Cisco Catalyst 2960Lシリーズ

 なお、既存のマネージドスイッチである「Cisco SG300シリーズ」も、今回から後継のCisco SG350シリーズに置き換わる。IOSは搭載されていないが、簡単設定用の日本語GUIが用意されるとのこと。モデルによっては1万円を切るものもあり、エントリモデルのスイッチという位置づけになっている。

Cisco SG300シリーズ

 GbE対応の無線LANアクセスポイントCisco Aironet 1830/1850シリーズは、最大転送速度867MbpsでGbE×1ポートの「Cisco Aironet 1830」と、最大転送速度が1.7GbpsでGbE×2ポートの「Cisco Aironet 1850」の2種類のモデルを提供する。

 いずれのモデルもIEEE 802.11ac Wave2に対応。コントローラ機能を内蔵しているため、最大25台までのアクセスポイントの管理・制御が可能となっている。

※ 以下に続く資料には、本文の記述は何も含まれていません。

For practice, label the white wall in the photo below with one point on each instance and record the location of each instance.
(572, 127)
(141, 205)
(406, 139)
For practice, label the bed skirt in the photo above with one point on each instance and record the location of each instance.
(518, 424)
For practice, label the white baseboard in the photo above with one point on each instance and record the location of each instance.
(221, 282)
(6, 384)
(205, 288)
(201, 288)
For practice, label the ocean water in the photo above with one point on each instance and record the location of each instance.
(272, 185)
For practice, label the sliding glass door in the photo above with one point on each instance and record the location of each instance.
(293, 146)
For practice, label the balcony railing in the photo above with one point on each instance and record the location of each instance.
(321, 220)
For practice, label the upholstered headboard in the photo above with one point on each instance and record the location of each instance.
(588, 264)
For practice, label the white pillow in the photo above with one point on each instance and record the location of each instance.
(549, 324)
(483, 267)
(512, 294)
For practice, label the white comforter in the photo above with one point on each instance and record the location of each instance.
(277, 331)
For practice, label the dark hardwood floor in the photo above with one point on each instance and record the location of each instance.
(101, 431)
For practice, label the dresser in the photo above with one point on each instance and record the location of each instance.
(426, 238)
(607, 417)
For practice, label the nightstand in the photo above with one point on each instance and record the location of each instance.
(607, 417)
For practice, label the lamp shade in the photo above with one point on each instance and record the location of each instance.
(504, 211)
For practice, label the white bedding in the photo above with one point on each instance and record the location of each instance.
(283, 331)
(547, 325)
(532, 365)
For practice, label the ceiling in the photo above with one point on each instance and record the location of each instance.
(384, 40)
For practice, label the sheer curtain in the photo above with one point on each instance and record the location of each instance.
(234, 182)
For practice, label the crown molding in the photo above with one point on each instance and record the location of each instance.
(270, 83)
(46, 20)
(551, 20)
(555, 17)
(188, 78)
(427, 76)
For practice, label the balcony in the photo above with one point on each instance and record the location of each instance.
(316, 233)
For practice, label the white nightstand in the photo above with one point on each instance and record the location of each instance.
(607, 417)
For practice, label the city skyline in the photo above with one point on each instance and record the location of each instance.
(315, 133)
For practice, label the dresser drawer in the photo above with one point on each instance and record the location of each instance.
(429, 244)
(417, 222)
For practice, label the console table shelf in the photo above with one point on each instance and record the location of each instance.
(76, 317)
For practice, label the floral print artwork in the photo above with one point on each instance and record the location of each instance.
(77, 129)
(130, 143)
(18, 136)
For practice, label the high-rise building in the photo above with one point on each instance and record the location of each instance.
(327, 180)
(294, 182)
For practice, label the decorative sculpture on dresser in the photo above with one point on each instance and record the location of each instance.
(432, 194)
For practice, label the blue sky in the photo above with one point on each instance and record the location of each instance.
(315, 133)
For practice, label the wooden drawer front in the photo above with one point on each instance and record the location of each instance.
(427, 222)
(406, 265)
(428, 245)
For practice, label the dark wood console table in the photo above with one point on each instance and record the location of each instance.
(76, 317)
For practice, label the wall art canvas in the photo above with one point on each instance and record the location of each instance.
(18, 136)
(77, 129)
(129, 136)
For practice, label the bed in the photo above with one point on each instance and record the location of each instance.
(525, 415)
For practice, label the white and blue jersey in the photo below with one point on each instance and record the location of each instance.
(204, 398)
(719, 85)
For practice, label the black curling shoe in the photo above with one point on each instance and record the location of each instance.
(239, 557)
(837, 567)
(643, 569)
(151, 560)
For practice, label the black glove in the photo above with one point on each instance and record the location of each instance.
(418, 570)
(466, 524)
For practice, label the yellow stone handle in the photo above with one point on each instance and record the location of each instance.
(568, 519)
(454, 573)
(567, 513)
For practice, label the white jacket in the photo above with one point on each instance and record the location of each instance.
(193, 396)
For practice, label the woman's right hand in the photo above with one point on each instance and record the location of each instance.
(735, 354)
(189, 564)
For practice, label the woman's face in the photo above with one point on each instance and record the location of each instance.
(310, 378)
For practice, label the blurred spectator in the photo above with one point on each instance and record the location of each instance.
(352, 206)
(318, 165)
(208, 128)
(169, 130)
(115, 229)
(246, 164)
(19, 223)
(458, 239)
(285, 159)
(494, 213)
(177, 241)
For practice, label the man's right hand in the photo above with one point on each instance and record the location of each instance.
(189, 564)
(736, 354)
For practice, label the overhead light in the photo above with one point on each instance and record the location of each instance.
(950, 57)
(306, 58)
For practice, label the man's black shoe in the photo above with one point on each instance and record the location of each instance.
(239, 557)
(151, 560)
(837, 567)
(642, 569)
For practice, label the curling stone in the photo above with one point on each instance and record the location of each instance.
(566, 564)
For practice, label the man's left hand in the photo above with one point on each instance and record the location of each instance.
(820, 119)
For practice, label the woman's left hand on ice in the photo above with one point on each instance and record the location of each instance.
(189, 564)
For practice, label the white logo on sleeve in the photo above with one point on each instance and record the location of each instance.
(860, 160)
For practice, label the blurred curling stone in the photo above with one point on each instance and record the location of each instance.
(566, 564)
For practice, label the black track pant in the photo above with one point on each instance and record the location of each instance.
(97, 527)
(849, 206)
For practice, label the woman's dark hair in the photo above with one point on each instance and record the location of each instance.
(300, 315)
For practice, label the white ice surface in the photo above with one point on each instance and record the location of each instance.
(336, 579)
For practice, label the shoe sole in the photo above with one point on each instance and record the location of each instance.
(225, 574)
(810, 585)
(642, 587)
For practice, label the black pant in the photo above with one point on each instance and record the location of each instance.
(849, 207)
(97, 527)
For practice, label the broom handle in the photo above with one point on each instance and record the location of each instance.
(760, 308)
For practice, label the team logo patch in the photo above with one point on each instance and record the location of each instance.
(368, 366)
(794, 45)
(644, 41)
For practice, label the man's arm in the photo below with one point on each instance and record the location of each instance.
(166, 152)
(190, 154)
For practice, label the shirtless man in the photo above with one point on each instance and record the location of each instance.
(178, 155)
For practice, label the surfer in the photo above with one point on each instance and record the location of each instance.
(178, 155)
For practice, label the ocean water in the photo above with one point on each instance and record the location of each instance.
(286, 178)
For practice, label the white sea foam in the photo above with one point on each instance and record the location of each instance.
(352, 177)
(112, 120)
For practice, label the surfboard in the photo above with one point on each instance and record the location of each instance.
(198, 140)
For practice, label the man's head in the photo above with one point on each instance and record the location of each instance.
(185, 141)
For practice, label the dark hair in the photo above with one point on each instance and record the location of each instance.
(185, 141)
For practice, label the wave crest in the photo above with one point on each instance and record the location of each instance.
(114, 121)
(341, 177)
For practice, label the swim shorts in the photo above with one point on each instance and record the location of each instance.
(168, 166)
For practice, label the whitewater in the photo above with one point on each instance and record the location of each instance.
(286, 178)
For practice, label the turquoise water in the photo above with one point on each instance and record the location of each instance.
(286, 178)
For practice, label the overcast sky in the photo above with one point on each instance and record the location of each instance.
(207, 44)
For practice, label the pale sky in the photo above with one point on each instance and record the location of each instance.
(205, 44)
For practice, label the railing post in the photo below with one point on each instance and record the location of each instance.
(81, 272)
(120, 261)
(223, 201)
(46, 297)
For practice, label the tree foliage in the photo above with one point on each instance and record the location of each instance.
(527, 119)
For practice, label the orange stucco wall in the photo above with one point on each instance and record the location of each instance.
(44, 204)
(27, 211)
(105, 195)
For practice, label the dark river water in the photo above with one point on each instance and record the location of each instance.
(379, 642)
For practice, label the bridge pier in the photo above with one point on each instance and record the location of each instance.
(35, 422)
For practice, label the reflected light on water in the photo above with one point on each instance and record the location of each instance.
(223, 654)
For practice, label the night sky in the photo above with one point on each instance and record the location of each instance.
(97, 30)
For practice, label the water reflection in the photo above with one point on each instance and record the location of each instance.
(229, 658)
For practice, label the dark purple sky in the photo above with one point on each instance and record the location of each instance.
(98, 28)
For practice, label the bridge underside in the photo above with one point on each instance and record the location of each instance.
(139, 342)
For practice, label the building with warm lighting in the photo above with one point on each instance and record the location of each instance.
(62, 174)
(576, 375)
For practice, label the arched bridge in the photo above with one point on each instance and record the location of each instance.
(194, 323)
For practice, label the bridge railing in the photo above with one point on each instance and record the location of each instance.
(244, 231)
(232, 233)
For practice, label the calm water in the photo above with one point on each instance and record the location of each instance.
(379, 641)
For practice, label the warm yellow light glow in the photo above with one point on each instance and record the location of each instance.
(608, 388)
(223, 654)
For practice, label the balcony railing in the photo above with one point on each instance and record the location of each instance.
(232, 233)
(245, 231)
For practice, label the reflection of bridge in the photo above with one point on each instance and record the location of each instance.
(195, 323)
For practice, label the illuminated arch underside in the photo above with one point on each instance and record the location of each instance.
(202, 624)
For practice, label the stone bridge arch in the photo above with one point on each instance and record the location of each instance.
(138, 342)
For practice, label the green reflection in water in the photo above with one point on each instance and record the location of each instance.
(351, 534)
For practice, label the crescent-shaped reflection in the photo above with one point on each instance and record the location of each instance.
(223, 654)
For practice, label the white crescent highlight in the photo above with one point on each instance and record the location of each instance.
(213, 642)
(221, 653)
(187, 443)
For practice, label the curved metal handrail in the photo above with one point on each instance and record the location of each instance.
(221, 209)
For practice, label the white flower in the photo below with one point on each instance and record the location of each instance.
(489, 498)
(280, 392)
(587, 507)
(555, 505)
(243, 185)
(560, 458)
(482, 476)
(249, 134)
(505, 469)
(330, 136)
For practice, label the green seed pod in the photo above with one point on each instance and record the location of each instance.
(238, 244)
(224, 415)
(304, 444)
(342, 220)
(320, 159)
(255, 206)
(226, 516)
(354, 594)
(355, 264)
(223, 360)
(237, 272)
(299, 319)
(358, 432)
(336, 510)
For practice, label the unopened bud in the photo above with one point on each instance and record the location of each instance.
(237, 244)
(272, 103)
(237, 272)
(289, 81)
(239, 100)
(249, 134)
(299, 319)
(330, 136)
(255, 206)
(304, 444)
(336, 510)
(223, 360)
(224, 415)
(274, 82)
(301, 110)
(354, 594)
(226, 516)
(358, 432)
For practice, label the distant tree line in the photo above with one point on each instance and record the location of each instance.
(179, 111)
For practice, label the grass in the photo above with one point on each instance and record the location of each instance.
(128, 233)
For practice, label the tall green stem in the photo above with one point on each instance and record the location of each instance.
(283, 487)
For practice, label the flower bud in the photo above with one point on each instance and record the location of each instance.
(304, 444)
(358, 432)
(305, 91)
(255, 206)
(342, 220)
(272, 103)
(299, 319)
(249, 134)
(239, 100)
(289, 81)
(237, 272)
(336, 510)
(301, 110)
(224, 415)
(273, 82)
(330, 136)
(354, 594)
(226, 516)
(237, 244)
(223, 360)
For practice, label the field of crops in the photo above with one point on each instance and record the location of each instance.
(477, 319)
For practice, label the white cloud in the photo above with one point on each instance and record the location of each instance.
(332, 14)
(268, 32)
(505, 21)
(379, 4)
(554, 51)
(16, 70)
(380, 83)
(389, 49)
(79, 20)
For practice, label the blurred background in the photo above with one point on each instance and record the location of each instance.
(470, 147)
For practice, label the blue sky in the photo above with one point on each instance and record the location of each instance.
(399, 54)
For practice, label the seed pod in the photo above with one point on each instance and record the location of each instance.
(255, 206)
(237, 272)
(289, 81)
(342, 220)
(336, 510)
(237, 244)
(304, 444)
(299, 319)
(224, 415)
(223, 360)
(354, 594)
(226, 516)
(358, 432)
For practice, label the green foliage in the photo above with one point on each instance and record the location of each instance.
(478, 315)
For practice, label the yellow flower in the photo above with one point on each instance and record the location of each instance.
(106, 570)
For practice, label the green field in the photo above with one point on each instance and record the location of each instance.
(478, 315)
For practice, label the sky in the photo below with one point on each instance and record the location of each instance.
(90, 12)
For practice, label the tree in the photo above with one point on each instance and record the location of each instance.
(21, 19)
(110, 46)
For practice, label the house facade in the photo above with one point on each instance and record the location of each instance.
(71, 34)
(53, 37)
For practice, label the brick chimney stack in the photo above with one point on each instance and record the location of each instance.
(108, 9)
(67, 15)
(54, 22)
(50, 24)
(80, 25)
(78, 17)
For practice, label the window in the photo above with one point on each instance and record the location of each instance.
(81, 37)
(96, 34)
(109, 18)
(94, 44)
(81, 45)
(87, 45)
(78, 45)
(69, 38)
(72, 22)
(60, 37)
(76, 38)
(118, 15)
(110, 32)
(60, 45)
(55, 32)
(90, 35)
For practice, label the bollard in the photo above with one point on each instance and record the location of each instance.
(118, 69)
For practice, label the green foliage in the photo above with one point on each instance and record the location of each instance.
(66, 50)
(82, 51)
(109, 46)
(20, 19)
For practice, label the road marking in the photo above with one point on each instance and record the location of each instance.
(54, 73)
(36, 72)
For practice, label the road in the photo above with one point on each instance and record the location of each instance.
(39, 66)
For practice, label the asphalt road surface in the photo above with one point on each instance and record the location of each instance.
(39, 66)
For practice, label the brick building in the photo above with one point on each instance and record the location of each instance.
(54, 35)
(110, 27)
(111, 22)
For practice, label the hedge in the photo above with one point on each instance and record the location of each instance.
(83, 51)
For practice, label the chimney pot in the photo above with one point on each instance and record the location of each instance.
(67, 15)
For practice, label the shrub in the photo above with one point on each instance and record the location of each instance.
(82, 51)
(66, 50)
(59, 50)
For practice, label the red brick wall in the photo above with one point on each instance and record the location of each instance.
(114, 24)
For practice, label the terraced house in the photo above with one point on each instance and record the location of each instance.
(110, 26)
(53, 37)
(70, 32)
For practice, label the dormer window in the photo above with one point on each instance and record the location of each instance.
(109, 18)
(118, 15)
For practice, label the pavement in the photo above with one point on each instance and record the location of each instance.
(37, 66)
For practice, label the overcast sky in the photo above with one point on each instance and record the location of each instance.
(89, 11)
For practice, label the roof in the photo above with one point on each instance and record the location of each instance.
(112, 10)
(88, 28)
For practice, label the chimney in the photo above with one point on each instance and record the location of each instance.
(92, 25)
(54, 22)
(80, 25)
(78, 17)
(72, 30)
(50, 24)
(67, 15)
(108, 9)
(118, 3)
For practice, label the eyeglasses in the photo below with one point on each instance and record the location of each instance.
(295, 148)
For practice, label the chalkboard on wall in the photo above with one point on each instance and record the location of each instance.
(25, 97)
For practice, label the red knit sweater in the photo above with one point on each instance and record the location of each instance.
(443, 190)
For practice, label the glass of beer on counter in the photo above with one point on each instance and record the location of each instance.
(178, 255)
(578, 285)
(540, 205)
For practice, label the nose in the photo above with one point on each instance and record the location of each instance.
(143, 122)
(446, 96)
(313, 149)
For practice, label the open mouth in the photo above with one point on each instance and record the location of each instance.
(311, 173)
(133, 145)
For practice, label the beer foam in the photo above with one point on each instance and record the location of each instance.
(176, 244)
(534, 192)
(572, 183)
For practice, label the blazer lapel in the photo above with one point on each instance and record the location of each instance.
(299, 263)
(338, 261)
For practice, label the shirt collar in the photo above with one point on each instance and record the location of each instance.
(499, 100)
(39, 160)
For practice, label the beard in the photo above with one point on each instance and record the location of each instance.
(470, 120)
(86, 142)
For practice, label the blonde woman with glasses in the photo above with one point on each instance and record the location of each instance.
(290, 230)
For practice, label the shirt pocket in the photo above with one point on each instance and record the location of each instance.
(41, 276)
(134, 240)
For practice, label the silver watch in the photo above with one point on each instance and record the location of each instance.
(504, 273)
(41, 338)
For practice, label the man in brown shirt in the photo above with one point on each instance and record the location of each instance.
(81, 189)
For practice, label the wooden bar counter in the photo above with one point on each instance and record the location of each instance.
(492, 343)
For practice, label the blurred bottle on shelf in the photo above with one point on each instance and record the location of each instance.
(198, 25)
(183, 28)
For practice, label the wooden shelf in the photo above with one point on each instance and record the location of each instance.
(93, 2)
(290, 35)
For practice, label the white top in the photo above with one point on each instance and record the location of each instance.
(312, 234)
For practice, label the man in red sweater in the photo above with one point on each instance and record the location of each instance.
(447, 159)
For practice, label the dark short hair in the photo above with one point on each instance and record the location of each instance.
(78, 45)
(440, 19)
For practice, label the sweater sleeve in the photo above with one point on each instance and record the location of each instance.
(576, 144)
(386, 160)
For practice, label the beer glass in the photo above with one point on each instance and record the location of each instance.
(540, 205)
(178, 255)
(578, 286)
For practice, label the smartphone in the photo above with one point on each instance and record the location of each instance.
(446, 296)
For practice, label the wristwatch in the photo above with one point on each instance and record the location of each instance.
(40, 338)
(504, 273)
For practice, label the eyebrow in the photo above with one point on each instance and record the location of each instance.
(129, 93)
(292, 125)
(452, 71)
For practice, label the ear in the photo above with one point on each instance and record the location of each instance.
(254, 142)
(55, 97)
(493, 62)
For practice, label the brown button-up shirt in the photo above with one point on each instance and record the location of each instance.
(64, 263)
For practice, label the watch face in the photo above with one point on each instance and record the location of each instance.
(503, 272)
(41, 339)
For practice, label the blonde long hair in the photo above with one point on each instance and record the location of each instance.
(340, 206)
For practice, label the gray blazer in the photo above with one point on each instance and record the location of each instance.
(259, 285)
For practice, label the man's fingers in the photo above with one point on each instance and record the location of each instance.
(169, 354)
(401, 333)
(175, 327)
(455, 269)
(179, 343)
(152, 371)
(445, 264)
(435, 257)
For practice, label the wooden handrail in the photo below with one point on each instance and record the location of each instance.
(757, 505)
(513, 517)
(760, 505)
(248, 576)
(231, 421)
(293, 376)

Cisco Aironet 1830/1850シリーズ

 さらに無線LAN製品に関しては、Cisco Wireless Access Pointシリーズが1万円からのエントリモデルとして提供される。IEEE 802.11n対応の「Cisco WAP 131」のほか、IEEE 802.11ac Wave1対応の「Cisco WAP 150/361/571」を用意。Aironetのようにコントローラを内蔵しているわけではないため、故障した際のリカバリなどを自動化するといった自律的な制御はできないものの、最大で16台のクラスタリングが可能となっている。

Cisco Wireless Access Pointシリーズ

 さらに、スイッチや無線LANの設定/管理を行うオンプレミス版の統合管理ソフトウェア「FindITネットワークマネージメント」も新たに追加されている。こちらは、ネットワークのトポロジを自動で収集し、機器の障害検知や保守期限の管理なども行うことができるという。現状は英語版のみだが、2017年の第一四半期を目標に日本語GUIも提供する予定とのこと。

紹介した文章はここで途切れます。